Dell Computers' dominance and success in the PC market was quite well-known to us. But when it entered the server market some years ago, the top management had debated heavily on whether to outsource the field services to an outside provider, and if outsource, to whom. Specifically, they were wondering 1) how they could make sure their operating strategy would not be affected; 2) how to maintain market share and brand image; and 3) how to provide field service adequately to large-server clients, which was not Dell's core capability.
Let's start with "why" first. Dell was doing pretty good in PC market at the time, having its customer service considered as top-notch in the market. It had cost leadership, since it introduced a new model into the market - it did not manufacture the parts, but simply configured the order according to customer's demand. But server market was different. Clients composition changed from individuals to large corporations, who demanded much faster troubleshooting services ("four hour service level"), and more importantly, on-site service. This brought a huge challenge to Dell, who was famous for its lean production and inventory management. If it wanted to have on-call technicians or the parts ready, their promising operating principles had to change, and that would seriously threaten profitability.

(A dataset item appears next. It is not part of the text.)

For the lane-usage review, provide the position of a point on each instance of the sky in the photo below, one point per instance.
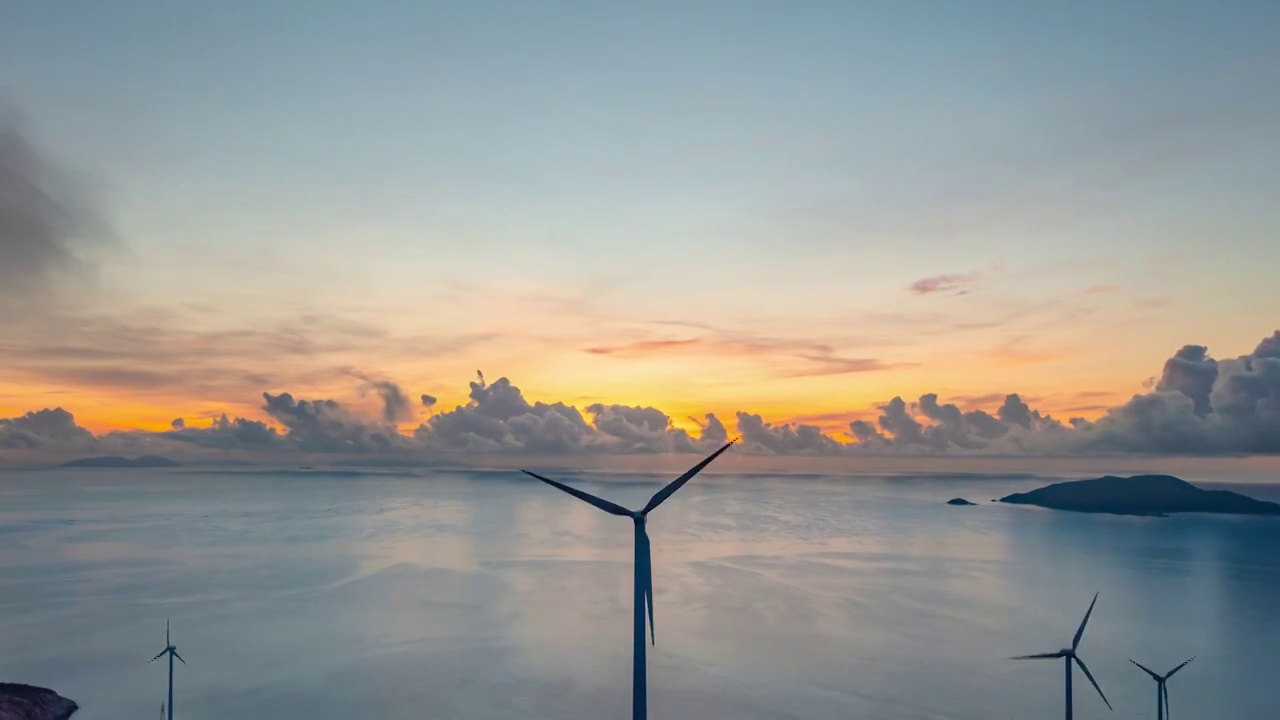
(799, 212)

Dell had two options - expanding in-house capability or outsource. And if they chose outsourcing, they could either outsource to IBM, who was expert in this area, or some small companies specialized in IT customer services. Both had pros and cons: while IBM choice could guarantee customer satisfaction and brand control, IBM was their fierce competitor in PC market. Loss of market share might be resulted from corporate clients switching to IBM (seeing that it did a good job to the fixing the server). Small companies did not have this problem, but clients who had traditionally relied heavily on Dell's reputation might doubt whether Dell could still do a good job in the server market.
To fast-forward the story, Dell ultimately chose IBM to outsource its field service, considering the merit of its wide network of consultants, experts and technicians. But Dell didn't stop there. Subsequently, it acquired small companies to expand its IT capabilities.
While the Strategic Sourcing article stated clear steps on making a decision on capability sourcing of a company, I think it failed to highlight the importance of selecting the right partner. Specifically, I would like to ask the following questions:
- How do companies ensure that the outsourcing partner they choose will not become a direct competitor in the future?
- How do companies deal with the challenge of losing important supplier-customer relationship, as in the case of Dell?